Kosovaren kämpfen um den deutschen Pass
Der Freistaat Bayern verlangt von ihnen, auch die serbische Staatsbürgerschaft zu löschen.
„Einbürgerungszusicherung“ – dieser sperrige Begriff klingt nicht wie ein Zauberwort. Doch auf Menschen, die Bürger Deutschlands werden wollen, hat er befreiende Wirkung. Wer ein Dokument mit dieser Überschrift in Händen hält, für den ist der deutsche Pass meist nur noch Formsache. Es sei denn, er ist Kosovare und wohnt in Bayern oder Sachsen.

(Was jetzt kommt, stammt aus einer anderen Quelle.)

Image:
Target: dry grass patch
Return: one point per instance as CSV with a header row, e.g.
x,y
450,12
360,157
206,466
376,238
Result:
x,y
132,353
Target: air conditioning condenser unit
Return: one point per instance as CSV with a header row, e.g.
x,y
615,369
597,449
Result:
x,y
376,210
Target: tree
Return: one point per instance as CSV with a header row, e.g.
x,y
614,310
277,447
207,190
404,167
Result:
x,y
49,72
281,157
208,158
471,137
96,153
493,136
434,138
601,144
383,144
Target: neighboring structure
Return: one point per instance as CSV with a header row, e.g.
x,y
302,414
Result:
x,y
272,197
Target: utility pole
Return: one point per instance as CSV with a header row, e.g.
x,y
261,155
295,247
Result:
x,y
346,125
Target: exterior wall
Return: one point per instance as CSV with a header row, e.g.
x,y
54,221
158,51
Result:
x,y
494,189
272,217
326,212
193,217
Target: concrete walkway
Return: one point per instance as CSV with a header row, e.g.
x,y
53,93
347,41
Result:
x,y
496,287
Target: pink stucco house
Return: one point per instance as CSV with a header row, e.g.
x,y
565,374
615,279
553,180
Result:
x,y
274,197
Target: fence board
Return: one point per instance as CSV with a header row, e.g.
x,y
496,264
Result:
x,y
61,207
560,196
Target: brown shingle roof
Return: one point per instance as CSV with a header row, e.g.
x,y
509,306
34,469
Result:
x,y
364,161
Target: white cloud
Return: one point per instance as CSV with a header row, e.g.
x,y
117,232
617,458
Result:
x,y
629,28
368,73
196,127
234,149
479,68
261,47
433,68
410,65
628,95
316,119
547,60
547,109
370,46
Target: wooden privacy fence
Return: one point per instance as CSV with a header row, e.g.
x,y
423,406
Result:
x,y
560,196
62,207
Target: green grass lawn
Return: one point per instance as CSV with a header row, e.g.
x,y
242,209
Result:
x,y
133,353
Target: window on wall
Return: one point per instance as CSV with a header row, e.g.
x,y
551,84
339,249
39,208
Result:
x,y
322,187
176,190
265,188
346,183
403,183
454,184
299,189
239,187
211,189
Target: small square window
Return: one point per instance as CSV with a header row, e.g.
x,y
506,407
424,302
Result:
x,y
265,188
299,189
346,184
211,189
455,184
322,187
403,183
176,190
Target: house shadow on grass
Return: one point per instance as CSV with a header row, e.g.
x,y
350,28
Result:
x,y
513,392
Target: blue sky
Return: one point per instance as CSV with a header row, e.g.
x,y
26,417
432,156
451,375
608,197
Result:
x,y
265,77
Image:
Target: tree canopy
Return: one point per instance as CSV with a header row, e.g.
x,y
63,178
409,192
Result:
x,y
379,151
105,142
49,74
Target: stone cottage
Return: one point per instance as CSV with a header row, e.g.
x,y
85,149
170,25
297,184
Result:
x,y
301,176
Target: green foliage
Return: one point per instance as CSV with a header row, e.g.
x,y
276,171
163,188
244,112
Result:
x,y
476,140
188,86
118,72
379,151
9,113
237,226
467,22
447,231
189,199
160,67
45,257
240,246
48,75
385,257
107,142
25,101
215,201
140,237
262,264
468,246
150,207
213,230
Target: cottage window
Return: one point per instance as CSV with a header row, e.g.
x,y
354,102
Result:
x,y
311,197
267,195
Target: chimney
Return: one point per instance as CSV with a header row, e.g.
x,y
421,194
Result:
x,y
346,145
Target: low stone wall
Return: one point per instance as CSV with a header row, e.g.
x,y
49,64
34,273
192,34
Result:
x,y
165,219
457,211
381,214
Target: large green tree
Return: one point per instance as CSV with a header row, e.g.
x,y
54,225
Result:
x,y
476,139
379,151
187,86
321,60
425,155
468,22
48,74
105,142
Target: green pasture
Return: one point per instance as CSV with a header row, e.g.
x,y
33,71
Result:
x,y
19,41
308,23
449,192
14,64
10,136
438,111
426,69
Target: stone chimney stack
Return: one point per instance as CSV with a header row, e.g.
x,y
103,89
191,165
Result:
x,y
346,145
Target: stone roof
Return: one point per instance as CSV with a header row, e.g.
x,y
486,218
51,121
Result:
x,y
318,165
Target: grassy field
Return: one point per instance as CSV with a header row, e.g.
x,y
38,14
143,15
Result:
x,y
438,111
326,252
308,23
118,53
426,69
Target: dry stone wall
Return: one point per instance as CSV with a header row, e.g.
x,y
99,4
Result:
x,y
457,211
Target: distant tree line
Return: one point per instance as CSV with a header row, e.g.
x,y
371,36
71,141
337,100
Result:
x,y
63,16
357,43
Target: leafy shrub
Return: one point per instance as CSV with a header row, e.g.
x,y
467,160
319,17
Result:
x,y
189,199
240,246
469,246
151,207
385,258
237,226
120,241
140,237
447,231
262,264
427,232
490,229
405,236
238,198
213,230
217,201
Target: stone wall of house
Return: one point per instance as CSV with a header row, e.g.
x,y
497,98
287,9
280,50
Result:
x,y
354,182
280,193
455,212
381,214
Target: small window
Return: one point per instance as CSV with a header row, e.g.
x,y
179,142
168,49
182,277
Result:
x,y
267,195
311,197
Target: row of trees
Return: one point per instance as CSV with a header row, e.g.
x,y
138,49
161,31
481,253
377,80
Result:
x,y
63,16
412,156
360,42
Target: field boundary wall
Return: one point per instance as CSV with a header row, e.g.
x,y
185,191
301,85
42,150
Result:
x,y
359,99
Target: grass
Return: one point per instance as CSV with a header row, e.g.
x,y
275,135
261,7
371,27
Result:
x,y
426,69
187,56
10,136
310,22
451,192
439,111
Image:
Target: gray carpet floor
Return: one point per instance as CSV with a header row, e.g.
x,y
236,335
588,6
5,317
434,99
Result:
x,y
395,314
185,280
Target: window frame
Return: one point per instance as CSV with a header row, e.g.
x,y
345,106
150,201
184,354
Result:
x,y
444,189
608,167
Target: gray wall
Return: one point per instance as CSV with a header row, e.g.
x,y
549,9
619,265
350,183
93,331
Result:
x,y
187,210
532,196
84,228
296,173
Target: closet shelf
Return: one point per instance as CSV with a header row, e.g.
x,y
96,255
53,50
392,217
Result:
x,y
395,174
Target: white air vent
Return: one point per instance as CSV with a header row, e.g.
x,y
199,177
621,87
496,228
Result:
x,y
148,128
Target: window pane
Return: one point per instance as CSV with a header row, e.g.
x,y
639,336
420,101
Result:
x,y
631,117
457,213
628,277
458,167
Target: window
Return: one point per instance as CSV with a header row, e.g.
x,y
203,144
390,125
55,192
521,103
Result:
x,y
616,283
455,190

Ein Beispiel aus Schwaben: Luan Thaqi – der Familienvater wollte seinen richtigen Namen nicht in der Zeitung lesen – lebt seit 1993 in einer bayerischen Stadt. Wie viele seiner Landsleute verließ er seine Heimat angesichts der Kriegswirren in Ex-Jugoslawien. Schritt für Schritt baute er sich eine wirtschaftliche Existenz als Unternehmer in Bayern auf. „Für mich war klar, dass ich Bürger des Staates werden will, in dem ich mich zu Hause fühle.“
Republik Kosovi erklärte im Februar 2008 seine Unabhängigkeit
Um die frühere jugoslawische Provinz Kosovo entbrannte 1999 ein blutiger Krieg, in den die Nato massiv mit Luftangriffen intervenierte. Der Status Teilrepublik von Serbien, der ab 2002 galt, wurde von den ethnisch-albanischen Kosovaren – der großen Mehrheit der Bevölkerung – nicht akzeptiert. Im Februar 2008 erklärte das Parlament die Unabhängigkeit der Republik Kosovo. 102 Staaten haben Kosovo gegen erbitterten Widerstand Serbiens als unabhängigen Staat anerkannt. Darunter die USA, die Bundesrepublik und fast alle EU-Mitglieder.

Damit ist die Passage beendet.